José Altino Machado, ex-vereador da cidade, foi o responsável por trazer os Oitis para Valadares ainda no final da década de 1950. “Já naquela época a cidade era muito quente, muito mais do que hoje. Para você ter uma experiência de como era Valadares naquela época, basta passar na ponte da Ilha por volta do meio-dia. Era insuportável andar pela cidade sem arborização. Nós só tínhamos árvores, que eram os Ficus, na avenida Minas Gerais, e em poucas ruas da área central”, comentou Machado, acrescentando que muitas delas tiveram de ser sacrificadas por conta de pragas.

Imagem de Valadares no início dos anos 50. FOTO: Arquivo/Museu

Segundo ele, a arborização da cidade foi uma solicitação dos empresários. “Primeiro, nós tentamos o plantio do Flamboyant, mas ele não dava sombra. Tentamos a castanheira, mas as folhas dela eram grandes demais e entupiam os bueiros”, disse ele lembrando que a solução foi buscar alternativas fora da cidade. “Naquela época eu já tinha avião e fui a Cornélio Procópio, no Paraná para outras demandas e acabei descobrindo os Ipês naquela região”, comentou Machado, lembrando de um erro de comunicação entre ele e o prefeito daquela cidade que inviabilizou que o Ipê fosse trazido para Valadares.

“Quando eu vi as árvores, elas estavam floridas e eram lindas. Eu perguntei: ‘prefeito, quanto tempo para ficar assim’. Ele me falou 40 anos, mas ele achou que eu estava me referindo às flores. Eu entendi errado e vi que era inviável, pois precisávamos de sombra rapidamente. Ele me indicou uma outra cidade onde iria achar o que eu precisava e em Apucarana descobri os Oitis, que são típicos da Mata Atlântica. Com dois anos já teríamos sombra”, lembrou.

Machado é autor de um projeto de lei que determinava o plantio de duas mudas de árvore na frente de cada residência habitada ou não. “O morador ficou responsável por cuidar”, disse. O resultado, segundo Altino Machado, foi o plantio de 52 mil árvores na cidade.

A estrada de ferro e o avanço da pecuária

Através de um resgate histórico, é possível entender a dimensão do impacto da economia extrativista que atuou na região do Vale do Rio Doce no início do século 20. Em seu trabalho “Nada se perde tudo se consome: devastação da floresta tropical de Minas Gerais no século xx”, o historiador Haruf Salmen Espindola, doutor em História pela Universidade de São Paulo, destaca o início da devastação da floresta tropical na região, que impactou e moldou o aspecto climático do atual Vale do Rio Doce.

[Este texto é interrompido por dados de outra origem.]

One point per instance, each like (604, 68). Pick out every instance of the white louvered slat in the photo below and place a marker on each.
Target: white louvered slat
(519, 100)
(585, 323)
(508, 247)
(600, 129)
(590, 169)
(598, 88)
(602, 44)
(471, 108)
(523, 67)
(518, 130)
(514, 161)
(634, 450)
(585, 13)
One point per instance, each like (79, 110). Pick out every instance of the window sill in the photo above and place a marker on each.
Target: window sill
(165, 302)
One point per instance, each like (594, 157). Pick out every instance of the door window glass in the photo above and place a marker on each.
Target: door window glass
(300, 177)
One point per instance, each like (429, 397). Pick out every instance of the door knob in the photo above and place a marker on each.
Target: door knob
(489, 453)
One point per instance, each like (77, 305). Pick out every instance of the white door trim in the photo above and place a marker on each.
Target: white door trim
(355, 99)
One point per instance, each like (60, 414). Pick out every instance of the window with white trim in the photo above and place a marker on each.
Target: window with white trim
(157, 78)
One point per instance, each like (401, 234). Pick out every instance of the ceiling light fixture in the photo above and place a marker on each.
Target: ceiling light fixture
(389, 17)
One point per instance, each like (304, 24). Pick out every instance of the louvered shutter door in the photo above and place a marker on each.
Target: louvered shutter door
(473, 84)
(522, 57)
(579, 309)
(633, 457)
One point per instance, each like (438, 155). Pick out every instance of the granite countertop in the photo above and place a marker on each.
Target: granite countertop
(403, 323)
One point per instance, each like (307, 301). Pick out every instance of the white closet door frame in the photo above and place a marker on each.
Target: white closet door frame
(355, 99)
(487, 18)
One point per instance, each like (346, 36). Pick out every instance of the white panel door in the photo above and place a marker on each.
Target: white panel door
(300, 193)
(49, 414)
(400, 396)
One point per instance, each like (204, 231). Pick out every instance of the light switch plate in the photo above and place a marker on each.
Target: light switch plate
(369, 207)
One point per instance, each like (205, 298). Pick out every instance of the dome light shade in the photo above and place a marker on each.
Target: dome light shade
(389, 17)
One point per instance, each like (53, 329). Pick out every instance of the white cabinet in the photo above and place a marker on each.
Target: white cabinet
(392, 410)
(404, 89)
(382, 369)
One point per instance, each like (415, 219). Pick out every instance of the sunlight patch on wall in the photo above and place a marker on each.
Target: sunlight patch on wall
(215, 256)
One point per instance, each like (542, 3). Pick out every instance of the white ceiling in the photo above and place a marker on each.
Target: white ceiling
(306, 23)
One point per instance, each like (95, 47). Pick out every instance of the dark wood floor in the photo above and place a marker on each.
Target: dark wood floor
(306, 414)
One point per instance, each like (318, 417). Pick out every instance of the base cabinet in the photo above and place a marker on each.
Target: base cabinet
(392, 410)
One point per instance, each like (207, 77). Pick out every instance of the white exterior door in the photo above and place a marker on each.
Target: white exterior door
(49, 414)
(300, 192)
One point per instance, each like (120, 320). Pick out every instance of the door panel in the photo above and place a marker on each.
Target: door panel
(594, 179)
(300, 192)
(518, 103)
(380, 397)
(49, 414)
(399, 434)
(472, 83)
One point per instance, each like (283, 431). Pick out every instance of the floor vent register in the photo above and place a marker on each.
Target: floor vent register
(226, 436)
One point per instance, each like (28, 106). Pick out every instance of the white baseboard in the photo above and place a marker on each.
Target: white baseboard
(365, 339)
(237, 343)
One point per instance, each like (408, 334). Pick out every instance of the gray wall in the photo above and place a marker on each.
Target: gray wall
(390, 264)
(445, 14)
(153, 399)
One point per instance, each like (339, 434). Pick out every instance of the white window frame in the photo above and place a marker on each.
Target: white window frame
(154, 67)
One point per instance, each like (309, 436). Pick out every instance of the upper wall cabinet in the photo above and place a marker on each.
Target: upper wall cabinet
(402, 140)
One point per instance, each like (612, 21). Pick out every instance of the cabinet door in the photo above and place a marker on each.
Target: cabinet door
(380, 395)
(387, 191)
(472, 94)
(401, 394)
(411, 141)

“A diversidade florestal aqui era grande, com muita madeira de lei, peroba, jacarandá, ipê e muitas outras. E uma fauna e uma biodiversidade impressionantes. Assim como toda região, a Ibituruna era coberta de floresta e vários fatores contribuíram para a devastação dessa floresta. Aqui prevalecia a agricultura de coivara: desmata, queima e depois, na terra, planta”, explicou. Segundo ele, outra forma de devastação da floresta foi a ação das madeireiras e a produção de carvão. “As toras eram exportadas pela estrada de ferro Vitória a Minas, que foi construída para integrar economicamente a região ao porto de Vitória. Na década de 1940, chegou a era das serrarias. Valadares chegou a ter doze grandes serrarias e muitas outras, inclusive em cidades do entorno. E foi exatamente no entorno dessas serrarias que foram surgindo os povoados”, destacou.

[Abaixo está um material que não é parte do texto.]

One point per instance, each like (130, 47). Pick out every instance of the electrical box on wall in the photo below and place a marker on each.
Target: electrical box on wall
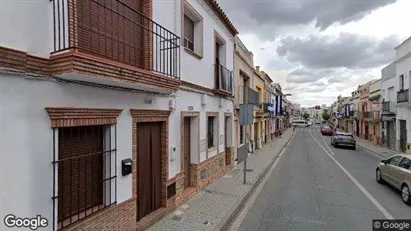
(126, 167)
(172, 104)
(204, 99)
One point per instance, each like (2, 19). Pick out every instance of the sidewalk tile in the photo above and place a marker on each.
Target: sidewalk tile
(211, 207)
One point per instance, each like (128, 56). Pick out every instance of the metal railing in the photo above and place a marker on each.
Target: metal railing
(388, 106)
(116, 31)
(368, 114)
(403, 96)
(244, 94)
(223, 78)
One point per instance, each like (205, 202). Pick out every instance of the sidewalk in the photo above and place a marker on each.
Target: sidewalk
(380, 151)
(217, 204)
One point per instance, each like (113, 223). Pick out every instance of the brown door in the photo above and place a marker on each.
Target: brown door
(80, 170)
(187, 147)
(148, 168)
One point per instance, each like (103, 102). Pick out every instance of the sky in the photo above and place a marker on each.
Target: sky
(320, 49)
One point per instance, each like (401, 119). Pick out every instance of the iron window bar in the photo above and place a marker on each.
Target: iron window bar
(80, 164)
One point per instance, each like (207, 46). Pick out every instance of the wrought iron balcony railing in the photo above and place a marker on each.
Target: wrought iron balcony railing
(246, 95)
(403, 96)
(223, 78)
(388, 107)
(117, 31)
(368, 114)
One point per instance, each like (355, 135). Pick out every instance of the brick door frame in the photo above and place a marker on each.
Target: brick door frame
(142, 116)
(190, 114)
(63, 117)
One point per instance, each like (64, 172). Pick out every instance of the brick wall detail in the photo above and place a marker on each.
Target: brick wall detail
(69, 117)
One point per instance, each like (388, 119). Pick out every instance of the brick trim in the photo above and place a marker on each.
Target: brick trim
(139, 116)
(185, 114)
(19, 60)
(69, 117)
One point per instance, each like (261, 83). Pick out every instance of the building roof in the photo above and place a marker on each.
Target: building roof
(222, 16)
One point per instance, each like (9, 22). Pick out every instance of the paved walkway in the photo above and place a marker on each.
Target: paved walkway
(381, 151)
(218, 203)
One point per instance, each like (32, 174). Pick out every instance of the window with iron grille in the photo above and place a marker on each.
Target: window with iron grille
(241, 134)
(84, 172)
(211, 136)
(188, 33)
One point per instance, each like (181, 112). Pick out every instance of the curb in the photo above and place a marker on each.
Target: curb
(241, 205)
(375, 153)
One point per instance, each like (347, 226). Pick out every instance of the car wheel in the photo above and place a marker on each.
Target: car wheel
(405, 194)
(378, 176)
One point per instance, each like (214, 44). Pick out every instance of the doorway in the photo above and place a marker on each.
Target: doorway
(403, 135)
(187, 148)
(149, 194)
(255, 135)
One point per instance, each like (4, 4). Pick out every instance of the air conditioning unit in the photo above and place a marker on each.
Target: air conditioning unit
(203, 100)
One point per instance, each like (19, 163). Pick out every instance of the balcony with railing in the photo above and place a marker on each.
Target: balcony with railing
(388, 107)
(246, 95)
(223, 80)
(114, 40)
(403, 96)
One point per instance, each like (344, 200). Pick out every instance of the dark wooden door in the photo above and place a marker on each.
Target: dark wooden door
(148, 168)
(187, 148)
(403, 135)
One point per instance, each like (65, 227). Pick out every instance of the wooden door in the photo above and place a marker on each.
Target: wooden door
(187, 147)
(148, 168)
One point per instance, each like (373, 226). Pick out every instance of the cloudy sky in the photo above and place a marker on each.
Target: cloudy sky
(319, 49)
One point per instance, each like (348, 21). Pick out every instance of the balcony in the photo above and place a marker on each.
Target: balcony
(223, 80)
(114, 43)
(246, 95)
(403, 96)
(388, 107)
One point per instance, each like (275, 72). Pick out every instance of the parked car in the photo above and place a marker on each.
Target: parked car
(396, 171)
(343, 139)
(326, 130)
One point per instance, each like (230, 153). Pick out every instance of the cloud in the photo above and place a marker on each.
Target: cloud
(346, 50)
(267, 16)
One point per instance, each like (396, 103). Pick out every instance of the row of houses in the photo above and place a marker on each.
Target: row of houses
(115, 112)
(380, 110)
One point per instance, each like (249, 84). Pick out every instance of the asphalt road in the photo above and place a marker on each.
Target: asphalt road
(308, 190)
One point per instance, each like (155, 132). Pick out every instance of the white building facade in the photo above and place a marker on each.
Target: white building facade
(107, 106)
(388, 108)
(403, 79)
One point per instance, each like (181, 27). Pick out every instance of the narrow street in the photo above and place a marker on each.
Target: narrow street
(309, 191)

De acordo com o estudo, nas três primeiras décadas do século XX, a construção da estrada de ferro, iniciada em 1903, foi o principal fator de incremento do povoamento e transformação da paisagem. Espindola destaca que a região era composta por uma “população rarefeita e de grande incidência de malária”. “A partir da construção da Rio-Bahia, atual BR-116, começou a surgir a pecuária de engorda, chamada de ‘invernada’, que é engordar o boi para enviar para os frigoríficos, especialmente para o Rio de Janeiro. A mata começou a dar lugar às pastagens de colonião por conta da expansão da pecuária, o significou também a redução da mata”, disse.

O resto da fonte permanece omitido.